The particular Bridegroom Who Pursues You
This week the blog is sponsored by Core Christianity and this post is written Pastor Adriel Sanchez, host of Core Radio, a daily reside radio program aimed at answering tough questions about the Christian life. Core Christianity is available to help people understand the core truths of the Christian faith through their daily radio program, web content articles, and free assets.
When I was in college, there was a local freezing yogurt place the Yogurt Mill which was located just a few mls nearby. I went to a small Christian liberal arts school, as well as the joke on campus was that if a guy took a girl towards the Yogurt Mill, this individual was destined to marry her. It was totally fine to the Yogurt Mill on your own or with a group of friends, but if you had been meeting someone on the Yogurt Mill, that alone would certainly raise eyebrows. Everyone knew that the Fat free yogurt Mill is where you fulfill your future spouse!
Although it isn’t really a mill, neither does it sell fat free yogurt, there’s a similar meeting place in the Old Testament—the place where a man of marriageable age meets a woman associated with marriageable age and becomes betrothed (see Gen. 24, 29; Exod. 2).

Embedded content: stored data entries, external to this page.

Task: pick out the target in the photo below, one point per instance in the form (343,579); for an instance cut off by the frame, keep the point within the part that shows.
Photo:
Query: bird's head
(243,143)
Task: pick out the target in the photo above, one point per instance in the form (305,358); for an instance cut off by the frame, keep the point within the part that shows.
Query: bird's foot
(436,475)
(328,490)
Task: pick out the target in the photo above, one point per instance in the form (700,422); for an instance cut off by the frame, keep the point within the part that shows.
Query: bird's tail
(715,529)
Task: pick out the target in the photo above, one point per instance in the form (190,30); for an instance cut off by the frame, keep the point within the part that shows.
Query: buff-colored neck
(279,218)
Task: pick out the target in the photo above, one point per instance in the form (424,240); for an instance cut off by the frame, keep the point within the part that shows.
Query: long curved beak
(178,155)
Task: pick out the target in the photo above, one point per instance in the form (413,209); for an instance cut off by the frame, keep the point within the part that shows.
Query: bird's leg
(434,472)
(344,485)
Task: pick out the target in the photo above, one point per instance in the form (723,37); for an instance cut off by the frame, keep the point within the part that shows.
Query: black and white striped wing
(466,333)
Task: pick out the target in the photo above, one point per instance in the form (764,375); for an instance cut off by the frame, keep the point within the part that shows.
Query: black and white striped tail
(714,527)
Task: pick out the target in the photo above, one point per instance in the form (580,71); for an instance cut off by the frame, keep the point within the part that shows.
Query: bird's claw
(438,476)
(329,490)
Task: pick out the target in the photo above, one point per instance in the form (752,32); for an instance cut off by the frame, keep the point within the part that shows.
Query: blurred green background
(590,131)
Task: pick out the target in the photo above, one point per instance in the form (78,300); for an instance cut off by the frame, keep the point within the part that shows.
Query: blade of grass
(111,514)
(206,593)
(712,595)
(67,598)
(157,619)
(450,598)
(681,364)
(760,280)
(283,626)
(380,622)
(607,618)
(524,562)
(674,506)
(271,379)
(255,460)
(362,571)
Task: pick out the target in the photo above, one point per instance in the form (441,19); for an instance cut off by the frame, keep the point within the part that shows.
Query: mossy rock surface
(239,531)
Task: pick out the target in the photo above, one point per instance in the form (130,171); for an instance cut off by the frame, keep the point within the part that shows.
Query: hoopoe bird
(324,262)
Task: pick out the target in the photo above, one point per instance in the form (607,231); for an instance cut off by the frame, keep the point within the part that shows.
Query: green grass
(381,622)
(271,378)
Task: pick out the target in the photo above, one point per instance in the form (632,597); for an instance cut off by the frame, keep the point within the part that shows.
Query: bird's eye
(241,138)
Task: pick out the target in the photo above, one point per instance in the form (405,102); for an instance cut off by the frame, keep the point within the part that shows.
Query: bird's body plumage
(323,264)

In Sara 4, Jesus—the lick (John 3: 29)—intentionally travels to a foreign place (Samaria) and meets a woman at a well . No wonder this raised the eyebrows of the disciples. It should raise our eye brows too! Not just since Jesus met a woman at a well, yet because of the specific woman he intentionally searched for. She isn’t the type of young woman the respectful Jewish man—a rabbi no less! —would pursue for several reasons. First, she’s from Samaria (4: 7), and the Jews in Jesus’ day didn’t associate with Samaritans. Second, she’s had five husbands. Even by our standards, 5 husbands are a lot! In those days, it would were jaw-dropping. It would have raised a lot of questions too. Perhaps several of her husbands had died, but the most likely answer is that they’d all left her. And right now, she’s living with a man who else isn’t her hubby, adding to the scandal.
Five times divorced, today living with some accidental guy, she’s a good outcast, living with pity. In her thoughts, finding true love—one who will never depart her or flee her—is probably no more an option. She’s given up looking. But not Christ. He hasn’t given up on her.
This woman is really a picture of the new bride of Christ, the church, baggage and all! Jesus came to gather his bride, the particular straying people of God, and just as he offers the woman at the well, he provides his people themself, the living drinking water.
When and how did Jesus give this girl the living water? We find out at the end of John’s Gospel whenever he mentions something about Jesus’ crucifixion that we don’t discover anywhere else: “But among the soldiers pierced his side with a spear, and at once there was released blood and water” (19: 34). Discuss living water! Within the Old Testament, God’s people were forbidden from eating food with bloodstream because the “life is within the blood” (Lev. 17: 11). Here we have the lifeblood-water flowing from their pierced side, from his heart. It does not take blood of Christ that washes sinners, that gives us living, making us a part of the bride of Christ.
This, however , is not the first time a bride-to-be was created from the aspect of someone in Scripture, is it? Think returning to Genesis 2, when God put Adam to sleep plus from his side created Eve. In late John’s Gospel, all of us see the second Adam on the cross, plus from the blood that will flowed from their side, a new bride-to-be, the church, has been formed.
Who does Jesus pursue to stay the church, their bride? People who originate from the wrong families, whom don’t worship The almighty the right way, who have all kinds of baggage, who have been declined and neglected. Dear friend, Jesus pursues you , and through his shed bloodstream, he makes you part of his bride, the particular church.
 See Brant Pitre, Jesus the Bridegroom: The best Love Story Actually Told (United Kingdom: Picture, 2014), 78–79.